Minister of Economic Planning Tom Alweendo has reiterated that government might have been over-ambitious with some of its 2017 revenue and expenditure projections, but he maintained that the sinking economy can still be salvaged.
Alweendo advised against the tendency of blaming each other for the situation, Namibia finds itself in.
Although he remains aware of the fact that little could be done to change the global economic conditions in the country, but urged everyone – including business – to work together to change the local conditions.
“We find ourselves in a position where our fiscal situation is not as good as it used to be in terms of meeting expenditure as we wanted. The 2016/17 budget turned out to be a missed target, we did not collect the revenue we intended to and therefore we were forced to cut some expenditure and in some cases suspend some capital projects that will not have severe impacts on the growth potential,” he said.
Alweendo was speaking at a recent business dinner hosted by The Patriot under the theme The Namibian Economy: Qua Vadis?
He conceded that in some instances Treasury have “cut too much which has also contributed to the current financial situation”.
“The economy cannot grow without new investments, therefore the idea of us cutting was informed by the consideration that we should not starve the economy. It turns out that maybe we might have gone too far in terms of cutting, because there are a number of industries who have been restricted. But this had to be done because we could not continue as usual,” he said.
Alweendo also spoke of how the over-reliance of the private sector on government is hampering the country’s growth prospects.
“When you have such an unsustainable situation you are bound to face challenges. As much as we want government to do certain things, we must devise ways to strengthen the private sector to reduce its reliance on government. Does it[private sector] need government support or does it need its own investment? We need to examine why our private sector is not growing,” said Alweendo.
Alweendo warned strongly that Namibia’s development will face severe impediments if the private sector fails to grow.
With the National Development Plan 5 needing about N$140 billion over the next half-a-decade for its full implementation, the minister says there exists perceptions that government will foot the entire bill.

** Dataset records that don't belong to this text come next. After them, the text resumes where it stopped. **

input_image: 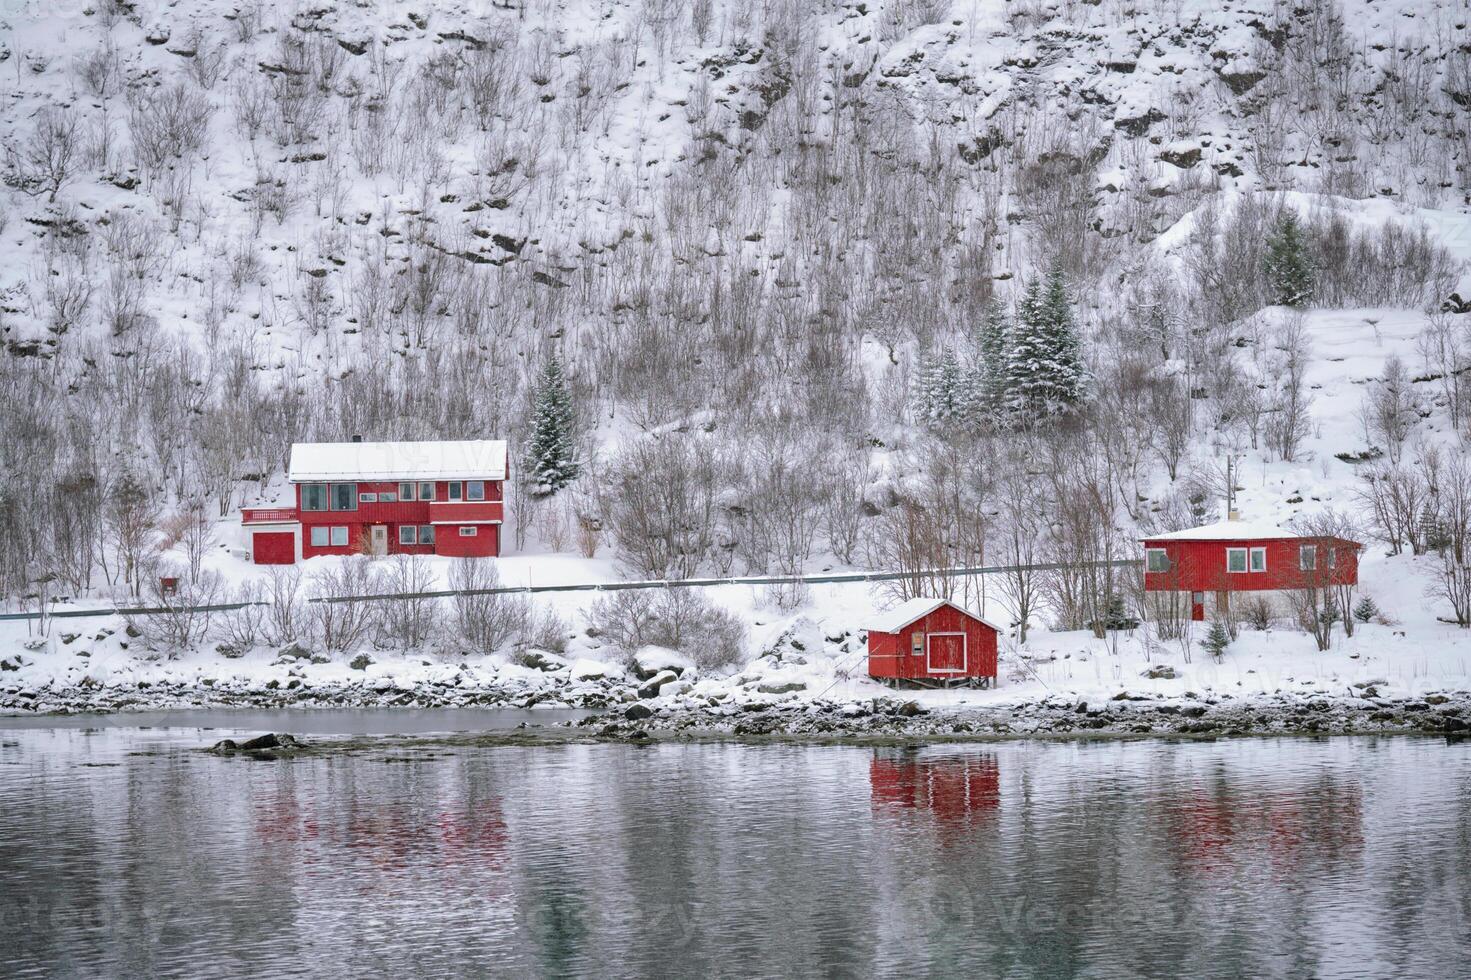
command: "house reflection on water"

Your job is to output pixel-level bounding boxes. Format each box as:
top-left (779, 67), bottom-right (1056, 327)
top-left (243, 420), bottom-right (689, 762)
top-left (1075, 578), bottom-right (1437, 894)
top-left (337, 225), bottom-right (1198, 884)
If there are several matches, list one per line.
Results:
top-left (870, 750), bottom-right (1001, 837)
top-left (1160, 773), bottom-right (1365, 876)
top-left (251, 785), bottom-right (512, 875)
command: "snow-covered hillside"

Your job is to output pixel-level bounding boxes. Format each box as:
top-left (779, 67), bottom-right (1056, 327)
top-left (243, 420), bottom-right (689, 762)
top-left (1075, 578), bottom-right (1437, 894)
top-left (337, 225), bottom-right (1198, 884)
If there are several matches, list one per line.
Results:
top-left (2, 0), bottom-right (1471, 712)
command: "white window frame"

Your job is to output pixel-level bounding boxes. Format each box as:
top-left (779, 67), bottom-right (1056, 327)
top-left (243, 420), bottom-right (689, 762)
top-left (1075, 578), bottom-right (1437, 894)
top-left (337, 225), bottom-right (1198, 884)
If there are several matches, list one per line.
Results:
top-left (459, 526), bottom-right (477, 537)
top-left (330, 526), bottom-right (349, 547)
top-left (1146, 548), bottom-right (1170, 573)
top-left (1327, 546), bottom-right (1337, 568)
top-left (418, 482), bottom-right (434, 502)
top-left (359, 492), bottom-right (378, 503)
top-left (467, 481), bottom-right (486, 501)
top-left (1249, 547), bottom-right (1266, 572)
top-left (1300, 544), bottom-right (1317, 570)
top-left (1226, 548), bottom-right (1248, 573)
top-left (419, 525), bottom-right (435, 545)
top-left (399, 482), bottom-right (415, 502)
top-left (329, 483), bottom-right (358, 512)
top-left (302, 484), bottom-right (328, 512)
top-left (448, 481), bottom-right (463, 501)
top-left (310, 526), bottom-right (329, 547)
top-left (379, 491), bottom-right (397, 503)
top-left (399, 526), bottom-right (416, 546)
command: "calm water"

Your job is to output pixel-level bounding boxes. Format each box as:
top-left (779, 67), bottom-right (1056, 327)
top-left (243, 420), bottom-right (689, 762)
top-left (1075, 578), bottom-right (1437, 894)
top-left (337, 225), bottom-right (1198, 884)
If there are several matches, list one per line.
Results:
top-left (1, 724), bottom-right (1468, 979)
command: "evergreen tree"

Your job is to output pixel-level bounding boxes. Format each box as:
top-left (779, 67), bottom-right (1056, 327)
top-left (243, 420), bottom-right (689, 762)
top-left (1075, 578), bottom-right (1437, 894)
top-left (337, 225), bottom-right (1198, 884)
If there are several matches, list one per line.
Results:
top-left (1201, 619), bottom-right (1232, 661)
top-left (1264, 212), bottom-right (1315, 308)
top-left (912, 345), bottom-right (963, 430)
top-left (964, 297), bottom-right (1010, 427)
top-left (524, 352), bottom-right (580, 495)
top-left (1004, 265), bottom-right (1087, 420)
top-left (1352, 595), bottom-right (1380, 624)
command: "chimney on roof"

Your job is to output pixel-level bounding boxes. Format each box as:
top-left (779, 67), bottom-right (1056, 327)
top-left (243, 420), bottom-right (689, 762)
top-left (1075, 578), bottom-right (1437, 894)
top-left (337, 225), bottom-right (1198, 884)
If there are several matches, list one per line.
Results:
top-left (351, 434), bottom-right (362, 443)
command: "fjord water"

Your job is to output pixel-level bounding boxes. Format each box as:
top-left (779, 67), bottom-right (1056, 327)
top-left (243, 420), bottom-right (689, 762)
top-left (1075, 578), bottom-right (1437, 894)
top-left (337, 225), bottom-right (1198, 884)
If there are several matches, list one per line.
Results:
top-left (1, 725), bottom-right (1467, 979)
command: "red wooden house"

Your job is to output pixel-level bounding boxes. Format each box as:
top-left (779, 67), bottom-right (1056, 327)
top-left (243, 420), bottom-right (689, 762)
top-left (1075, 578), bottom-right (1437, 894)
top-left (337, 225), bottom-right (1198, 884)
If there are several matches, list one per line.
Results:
top-left (242, 439), bottom-right (507, 564)
top-left (865, 597), bottom-right (1001, 688)
top-left (1141, 518), bottom-right (1360, 621)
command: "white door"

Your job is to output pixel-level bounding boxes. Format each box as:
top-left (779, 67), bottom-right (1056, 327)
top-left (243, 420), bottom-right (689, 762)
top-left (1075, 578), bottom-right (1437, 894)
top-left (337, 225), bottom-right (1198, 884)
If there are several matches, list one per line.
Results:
top-left (370, 525), bottom-right (388, 556)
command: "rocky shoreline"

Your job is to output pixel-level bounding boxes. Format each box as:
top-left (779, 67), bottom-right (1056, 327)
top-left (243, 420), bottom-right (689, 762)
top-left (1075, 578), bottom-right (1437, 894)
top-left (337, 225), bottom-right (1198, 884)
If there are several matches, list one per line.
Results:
top-left (4, 676), bottom-right (1469, 743)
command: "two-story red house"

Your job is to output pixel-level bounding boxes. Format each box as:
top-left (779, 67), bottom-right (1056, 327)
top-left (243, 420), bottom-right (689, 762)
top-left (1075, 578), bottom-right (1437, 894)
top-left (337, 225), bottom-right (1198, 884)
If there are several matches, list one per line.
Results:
top-left (242, 439), bottom-right (507, 564)
top-left (1141, 517), bottom-right (1360, 621)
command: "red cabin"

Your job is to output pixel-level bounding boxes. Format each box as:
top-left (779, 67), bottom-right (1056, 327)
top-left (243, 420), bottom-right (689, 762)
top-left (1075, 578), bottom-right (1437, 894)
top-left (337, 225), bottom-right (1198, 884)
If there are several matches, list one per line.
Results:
top-left (865, 597), bottom-right (1000, 688)
top-left (242, 439), bottom-right (507, 564)
top-left (1141, 518), bottom-right (1360, 622)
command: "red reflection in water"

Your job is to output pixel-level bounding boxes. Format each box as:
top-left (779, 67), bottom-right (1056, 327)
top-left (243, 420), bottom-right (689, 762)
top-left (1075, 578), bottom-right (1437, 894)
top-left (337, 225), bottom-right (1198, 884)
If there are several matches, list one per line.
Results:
top-left (870, 753), bottom-right (1000, 841)
top-left (1165, 779), bottom-right (1363, 876)
top-left (252, 788), bottom-right (510, 875)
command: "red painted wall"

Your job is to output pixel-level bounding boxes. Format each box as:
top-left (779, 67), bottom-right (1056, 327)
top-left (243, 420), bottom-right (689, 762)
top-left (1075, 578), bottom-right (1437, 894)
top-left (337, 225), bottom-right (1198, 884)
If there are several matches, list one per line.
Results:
top-left (295, 478), bottom-right (504, 560)
top-left (867, 604), bottom-right (999, 681)
top-left (434, 523), bottom-right (500, 558)
top-left (1142, 537), bottom-right (1360, 594)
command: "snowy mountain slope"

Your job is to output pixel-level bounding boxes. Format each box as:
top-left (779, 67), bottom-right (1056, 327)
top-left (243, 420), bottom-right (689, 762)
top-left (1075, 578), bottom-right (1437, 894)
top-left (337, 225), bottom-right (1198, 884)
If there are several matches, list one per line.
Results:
top-left (2, 0), bottom-right (1471, 704)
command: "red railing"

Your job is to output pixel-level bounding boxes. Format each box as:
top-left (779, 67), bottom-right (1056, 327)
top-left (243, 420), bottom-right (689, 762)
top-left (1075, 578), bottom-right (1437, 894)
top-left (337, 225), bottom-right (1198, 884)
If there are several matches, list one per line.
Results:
top-left (242, 507), bottom-right (299, 524)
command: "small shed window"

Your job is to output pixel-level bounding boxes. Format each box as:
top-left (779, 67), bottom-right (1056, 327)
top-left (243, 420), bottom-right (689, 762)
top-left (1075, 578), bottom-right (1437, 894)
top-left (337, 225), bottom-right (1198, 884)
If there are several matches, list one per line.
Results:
top-left (467, 481), bottom-right (486, 501)
top-left (399, 482), bottom-right (415, 501)
top-left (330, 526), bottom-right (348, 547)
top-left (1226, 548), bottom-right (1247, 573)
top-left (1250, 547), bottom-right (1266, 572)
top-left (359, 492), bottom-right (378, 503)
top-left (302, 484), bottom-right (328, 511)
top-left (419, 525), bottom-right (435, 545)
top-left (1146, 549), bottom-right (1170, 573)
top-left (330, 483), bottom-right (357, 511)
top-left (379, 491), bottom-right (398, 503)
top-left (310, 526), bottom-right (329, 547)
top-left (1300, 544), bottom-right (1317, 570)
top-left (459, 526), bottom-right (477, 537)
top-left (399, 526), bottom-right (416, 545)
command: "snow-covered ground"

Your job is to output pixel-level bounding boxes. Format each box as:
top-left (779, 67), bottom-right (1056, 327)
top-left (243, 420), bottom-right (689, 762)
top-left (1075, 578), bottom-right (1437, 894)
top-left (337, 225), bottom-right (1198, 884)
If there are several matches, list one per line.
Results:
top-left (2, 0), bottom-right (1470, 733)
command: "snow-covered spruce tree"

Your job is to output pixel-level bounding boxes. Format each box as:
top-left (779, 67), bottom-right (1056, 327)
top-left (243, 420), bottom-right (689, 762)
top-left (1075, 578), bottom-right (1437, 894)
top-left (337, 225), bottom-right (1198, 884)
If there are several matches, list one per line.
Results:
top-left (963, 297), bottom-right (1010, 427)
top-left (1264, 212), bottom-right (1315, 308)
top-left (1201, 619), bottom-right (1232, 661)
top-left (912, 345), bottom-right (964, 430)
top-left (1004, 265), bottom-right (1086, 421)
top-left (524, 352), bottom-right (580, 496)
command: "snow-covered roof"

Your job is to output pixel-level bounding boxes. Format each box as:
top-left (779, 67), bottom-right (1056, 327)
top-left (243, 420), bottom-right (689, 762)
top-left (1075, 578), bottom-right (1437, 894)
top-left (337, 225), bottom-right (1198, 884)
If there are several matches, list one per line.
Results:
top-left (288, 440), bottom-right (507, 482)
top-left (1142, 518), bottom-right (1299, 542)
top-left (864, 597), bottom-right (1003, 634)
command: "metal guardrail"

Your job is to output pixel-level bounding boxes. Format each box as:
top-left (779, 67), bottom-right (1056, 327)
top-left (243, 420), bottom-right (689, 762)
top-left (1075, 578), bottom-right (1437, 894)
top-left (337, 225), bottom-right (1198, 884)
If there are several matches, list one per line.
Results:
top-left (0, 559), bottom-right (1144, 622)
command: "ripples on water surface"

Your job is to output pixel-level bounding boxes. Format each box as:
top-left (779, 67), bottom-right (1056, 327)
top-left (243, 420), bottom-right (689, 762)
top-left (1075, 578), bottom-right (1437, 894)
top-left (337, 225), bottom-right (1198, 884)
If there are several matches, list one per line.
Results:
top-left (1, 724), bottom-right (1468, 979)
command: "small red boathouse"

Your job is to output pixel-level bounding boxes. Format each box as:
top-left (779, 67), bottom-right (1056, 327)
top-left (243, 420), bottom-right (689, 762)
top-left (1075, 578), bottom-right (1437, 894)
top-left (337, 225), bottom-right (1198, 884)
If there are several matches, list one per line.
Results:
top-left (865, 597), bottom-right (1000, 688)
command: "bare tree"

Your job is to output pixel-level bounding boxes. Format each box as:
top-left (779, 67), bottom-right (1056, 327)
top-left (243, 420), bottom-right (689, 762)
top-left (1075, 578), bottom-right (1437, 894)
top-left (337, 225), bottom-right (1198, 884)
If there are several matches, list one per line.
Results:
top-left (4, 107), bottom-right (82, 202)
top-left (1359, 355), bottom-right (1417, 464)
top-left (448, 559), bottom-right (529, 654)
top-left (1263, 317), bottom-right (1313, 463)
top-left (378, 554), bottom-right (440, 648)
top-left (307, 558), bottom-right (378, 652)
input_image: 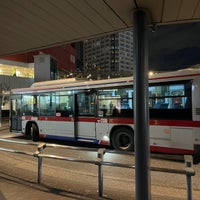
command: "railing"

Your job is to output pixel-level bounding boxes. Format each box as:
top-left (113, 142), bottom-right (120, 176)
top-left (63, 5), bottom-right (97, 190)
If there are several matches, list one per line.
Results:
top-left (0, 138), bottom-right (195, 200)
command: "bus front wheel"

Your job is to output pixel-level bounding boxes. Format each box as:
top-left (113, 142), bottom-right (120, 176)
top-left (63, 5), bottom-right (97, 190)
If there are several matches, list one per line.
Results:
top-left (31, 124), bottom-right (39, 141)
top-left (112, 128), bottom-right (134, 151)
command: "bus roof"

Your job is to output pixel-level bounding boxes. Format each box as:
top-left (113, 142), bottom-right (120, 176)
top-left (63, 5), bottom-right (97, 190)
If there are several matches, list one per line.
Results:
top-left (10, 67), bottom-right (200, 94)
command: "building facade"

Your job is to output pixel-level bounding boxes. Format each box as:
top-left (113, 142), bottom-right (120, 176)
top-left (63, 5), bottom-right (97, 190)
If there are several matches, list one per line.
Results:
top-left (1, 44), bottom-right (76, 78)
top-left (83, 30), bottom-right (134, 79)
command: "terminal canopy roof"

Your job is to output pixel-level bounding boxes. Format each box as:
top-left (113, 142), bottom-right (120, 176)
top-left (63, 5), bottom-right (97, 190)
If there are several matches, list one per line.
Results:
top-left (0, 0), bottom-right (200, 56)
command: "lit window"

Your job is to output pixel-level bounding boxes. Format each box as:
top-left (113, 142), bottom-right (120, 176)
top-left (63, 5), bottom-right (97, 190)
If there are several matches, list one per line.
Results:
top-left (70, 55), bottom-right (75, 64)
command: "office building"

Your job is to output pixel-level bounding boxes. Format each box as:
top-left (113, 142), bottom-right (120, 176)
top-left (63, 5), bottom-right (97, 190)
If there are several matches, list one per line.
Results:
top-left (83, 30), bottom-right (134, 79)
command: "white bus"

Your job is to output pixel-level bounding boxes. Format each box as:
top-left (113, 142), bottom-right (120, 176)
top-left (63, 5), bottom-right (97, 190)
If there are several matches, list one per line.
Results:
top-left (10, 68), bottom-right (200, 162)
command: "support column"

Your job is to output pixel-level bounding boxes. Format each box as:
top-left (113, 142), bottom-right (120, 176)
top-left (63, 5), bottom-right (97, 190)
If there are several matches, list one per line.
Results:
top-left (133, 9), bottom-right (150, 200)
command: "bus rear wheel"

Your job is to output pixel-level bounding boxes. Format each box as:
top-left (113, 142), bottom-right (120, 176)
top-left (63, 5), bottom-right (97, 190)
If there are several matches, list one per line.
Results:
top-left (31, 123), bottom-right (39, 141)
top-left (112, 128), bottom-right (134, 151)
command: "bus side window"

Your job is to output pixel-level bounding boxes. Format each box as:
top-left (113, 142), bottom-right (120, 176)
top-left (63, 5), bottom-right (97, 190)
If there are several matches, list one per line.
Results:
top-left (153, 102), bottom-right (169, 109)
top-left (39, 93), bottom-right (56, 116)
top-left (101, 105), bottom-right (107, 117)
top-left (77, 92), bottom-right (95, 116)
top-left (173, 102), bottom-right (182, 109)
top-left (56, 95), bottom-right (74, 117)
top-left (185, 96), bottom-right (191, 108)
top-left (112, 102), bottom-right (121, 116)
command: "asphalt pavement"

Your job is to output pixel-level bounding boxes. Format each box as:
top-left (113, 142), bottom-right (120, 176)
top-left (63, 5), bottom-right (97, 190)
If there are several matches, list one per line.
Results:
top-left (0, 156), bottom-right (188, 200)
top-left (1, 121), bottom-right (199, 200)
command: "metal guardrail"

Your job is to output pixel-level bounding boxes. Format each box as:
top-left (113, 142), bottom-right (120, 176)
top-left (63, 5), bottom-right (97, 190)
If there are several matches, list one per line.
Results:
top-left (0, 138), bottom-right (195, 199)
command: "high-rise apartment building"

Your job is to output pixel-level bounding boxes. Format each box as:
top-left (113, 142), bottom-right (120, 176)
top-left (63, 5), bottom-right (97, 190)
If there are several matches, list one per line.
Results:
top-left (83, 30), bottom-right (134, 79)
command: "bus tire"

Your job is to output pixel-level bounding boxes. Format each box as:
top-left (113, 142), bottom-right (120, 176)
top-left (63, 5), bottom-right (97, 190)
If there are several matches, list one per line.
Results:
top-left (31, 123), bottom-right (39, 142)
top-left (112, 128), bottom-right (134, 151)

“People keep asking where the N$140 billion will come from for NDP5 because it is being assumed that the plan is wholly implementable by government. But that is not how we[government] saw it, of course we will contribute a certain portion to the funding needs of NDP5, but we also expect the private sector to invest in industries outlined in the plan,” he explained.
He wants government and the private sector to have a frank discussion on the relationship between government and the private sector regarding the roles that each has to play in the development of the country, adding that there is need for the relationship to be strengthened and to forge peaceful coexistence between the two.
Alweendo also dispelled claims by some sections of the public that feel ratings agencies such as Fitch and Moody’s come to Namibia to make the country look bad.
“We went to these agencies in order to encourage investors to come to Namibia. That is the way to do that, but now our people think the agencies are there to expose us. We must take what they are saying seriously and act upon it instead of being emotional. ”
Makalani Fund Manager Salomo Hei said the amount of money spent on government programmes such as Mass Housing and TIPEEEG “was money from SACU that we did not have yet.”
“Ideally when you roll out huge infrastructure programs like that then the private sector must position itself to build industries that produce goods. Naturally, you would expect the import bill to decrease but that was never the case, in fact in our case it skyrocketed,” he said worryingly.
Hei, an economist by profession, urged government to start establishing modalities that will ensure the sourcing of goods locally as much as possible.
He further indicated that there is a huge potential for the economy to grow if the logistics sector is prioritised.
“In Botswana, the amount of goods that they are considering moving from Walvis Bay that they source from Europe is large. We need to position ourselves for that. Of course we have to compete with the ports in South Africa, hence our systems need to be efficient,” he said.
According to Hei: “Logistics needs to be propelled as a sector for growth.
Look at DHL, they specialise in moving goods and they make a lot of money from that, what stops our private sector players from robustly penetrating that industry.”
He also called on government to relook the voluntary charter arrangements, adding that emphasis should rather be placed on transformative commitments.
“Fitch raises issues around NEEEF and so on. We need to be decisive on policies to avoid policy uncertainty.
We need to put investors and ratings agencies at ease when it comes to policies. We need policies that will build inward linkages that will benefit the country instead of always prioritising the satisfaction at the expense of the country,” he suggested.
He outlined logistics and the agriculture sectors as the panacea for the country’s sustainable growth.